Sejumlah riset, di satu sisi, mengungkapkan bahwa masalah korupsi disebabkan gaji yang tidak cukup. Seperti kesimpulan Komisi Empat, yang dibentuk Presiden Soeharto di awal 1970an bahwa faktor gaji mendorong terjadinya korupsi. Namun, ada studi-studi yang menyatakan bahwa korupsi tidak serta merta diatasi dengan menaikkan gaji.

Peneliti ICW, Luky Djani, dalam suatu tulisannya pernah memaparkan beberapa studi, termasuk dari Klaus Abbink pada tahun 2002 yang menyatakan "tak ada hubungan positif antara nilai gaji dan tingkat korupsi suatu negara."
 
Menurut Djani, korupsi pun hanya bisa dilakukan oleh orang yang memiliki jabatan dan kekuasaan ataupun yang mempunyai pengaruh terhadap pemegang kekuasaan. "Jadi korupsi terjadi bukan karena gaji kecil, melainkan karena adanya kesempatan menyelewengkan otoritas kekuasaan untuk kepentingan pribadi," demikian menurut Djani.  
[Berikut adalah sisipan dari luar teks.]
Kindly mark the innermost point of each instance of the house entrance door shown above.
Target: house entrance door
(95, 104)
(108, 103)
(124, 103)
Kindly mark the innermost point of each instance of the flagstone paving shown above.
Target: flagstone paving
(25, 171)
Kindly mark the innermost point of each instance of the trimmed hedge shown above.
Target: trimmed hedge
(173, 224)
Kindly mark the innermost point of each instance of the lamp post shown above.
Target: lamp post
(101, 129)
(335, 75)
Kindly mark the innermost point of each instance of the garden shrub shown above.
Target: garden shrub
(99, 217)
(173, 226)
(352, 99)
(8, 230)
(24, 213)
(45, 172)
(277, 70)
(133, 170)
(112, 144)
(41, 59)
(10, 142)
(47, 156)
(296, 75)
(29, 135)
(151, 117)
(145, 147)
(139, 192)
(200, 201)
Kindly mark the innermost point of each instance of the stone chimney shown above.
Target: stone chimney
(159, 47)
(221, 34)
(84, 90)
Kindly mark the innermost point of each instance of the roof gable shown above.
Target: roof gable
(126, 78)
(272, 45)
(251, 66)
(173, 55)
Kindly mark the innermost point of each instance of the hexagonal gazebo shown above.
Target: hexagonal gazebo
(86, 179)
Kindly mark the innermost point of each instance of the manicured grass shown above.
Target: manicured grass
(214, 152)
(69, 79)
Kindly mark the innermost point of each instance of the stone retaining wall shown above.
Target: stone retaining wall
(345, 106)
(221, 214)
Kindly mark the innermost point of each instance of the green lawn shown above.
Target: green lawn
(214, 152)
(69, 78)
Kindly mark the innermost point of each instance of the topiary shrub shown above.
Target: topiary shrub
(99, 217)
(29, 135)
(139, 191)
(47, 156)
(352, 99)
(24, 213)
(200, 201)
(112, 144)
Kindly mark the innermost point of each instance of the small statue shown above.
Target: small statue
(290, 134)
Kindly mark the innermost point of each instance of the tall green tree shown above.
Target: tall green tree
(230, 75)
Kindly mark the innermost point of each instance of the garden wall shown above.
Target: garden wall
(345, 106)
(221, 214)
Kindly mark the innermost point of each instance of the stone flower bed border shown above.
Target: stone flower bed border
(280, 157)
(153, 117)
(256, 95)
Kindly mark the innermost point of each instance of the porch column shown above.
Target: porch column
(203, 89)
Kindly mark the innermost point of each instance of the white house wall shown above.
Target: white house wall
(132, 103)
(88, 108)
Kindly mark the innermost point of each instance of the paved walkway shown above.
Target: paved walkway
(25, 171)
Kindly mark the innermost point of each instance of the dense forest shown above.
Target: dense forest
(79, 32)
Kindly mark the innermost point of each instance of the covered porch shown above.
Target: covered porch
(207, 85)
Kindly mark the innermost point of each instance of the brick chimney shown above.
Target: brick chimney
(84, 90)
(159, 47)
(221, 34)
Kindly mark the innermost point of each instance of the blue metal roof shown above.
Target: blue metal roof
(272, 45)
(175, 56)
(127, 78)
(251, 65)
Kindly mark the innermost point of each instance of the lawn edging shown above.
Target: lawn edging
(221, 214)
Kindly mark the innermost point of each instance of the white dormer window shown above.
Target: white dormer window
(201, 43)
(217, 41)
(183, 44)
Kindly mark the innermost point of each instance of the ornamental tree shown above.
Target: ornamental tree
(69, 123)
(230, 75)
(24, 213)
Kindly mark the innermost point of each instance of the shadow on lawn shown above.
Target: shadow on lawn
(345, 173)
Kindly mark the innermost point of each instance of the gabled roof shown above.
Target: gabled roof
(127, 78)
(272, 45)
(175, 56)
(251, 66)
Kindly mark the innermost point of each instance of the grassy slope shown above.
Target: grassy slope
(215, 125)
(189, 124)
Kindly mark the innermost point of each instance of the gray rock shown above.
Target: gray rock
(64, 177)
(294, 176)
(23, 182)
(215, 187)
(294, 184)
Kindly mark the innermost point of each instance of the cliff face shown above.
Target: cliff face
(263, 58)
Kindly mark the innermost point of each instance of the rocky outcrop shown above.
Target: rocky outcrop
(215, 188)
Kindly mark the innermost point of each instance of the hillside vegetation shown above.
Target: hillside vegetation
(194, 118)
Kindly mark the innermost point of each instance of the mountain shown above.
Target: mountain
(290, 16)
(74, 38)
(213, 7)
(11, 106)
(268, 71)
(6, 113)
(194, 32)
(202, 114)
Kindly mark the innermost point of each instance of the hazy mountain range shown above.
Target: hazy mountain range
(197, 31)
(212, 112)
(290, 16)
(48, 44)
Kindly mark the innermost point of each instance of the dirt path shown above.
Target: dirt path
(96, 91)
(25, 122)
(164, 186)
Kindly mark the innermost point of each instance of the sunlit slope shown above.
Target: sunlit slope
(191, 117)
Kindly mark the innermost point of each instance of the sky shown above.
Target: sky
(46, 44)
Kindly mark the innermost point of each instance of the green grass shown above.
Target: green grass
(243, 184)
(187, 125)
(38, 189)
Sedangkan studi dari lembaga Transparency International pada 2013 menyimpulkan bahwa menaikkan gaji bagi aparatur negara bukan berarti bisa serta merta mengurangi atau mengatasi korupsi bila tidak ada kontrol dan manajemen staf dan sumber daya yang efektif. Ini berdasarkan riset atas sejumlah negara di Afrika untuk menguji asumsi bahwa korupsi bisa diatasi dengan menaikkan gaji bagi pegawai pemerintah karena adanya ketimpangan pendapatan dan beban kerja yang berat.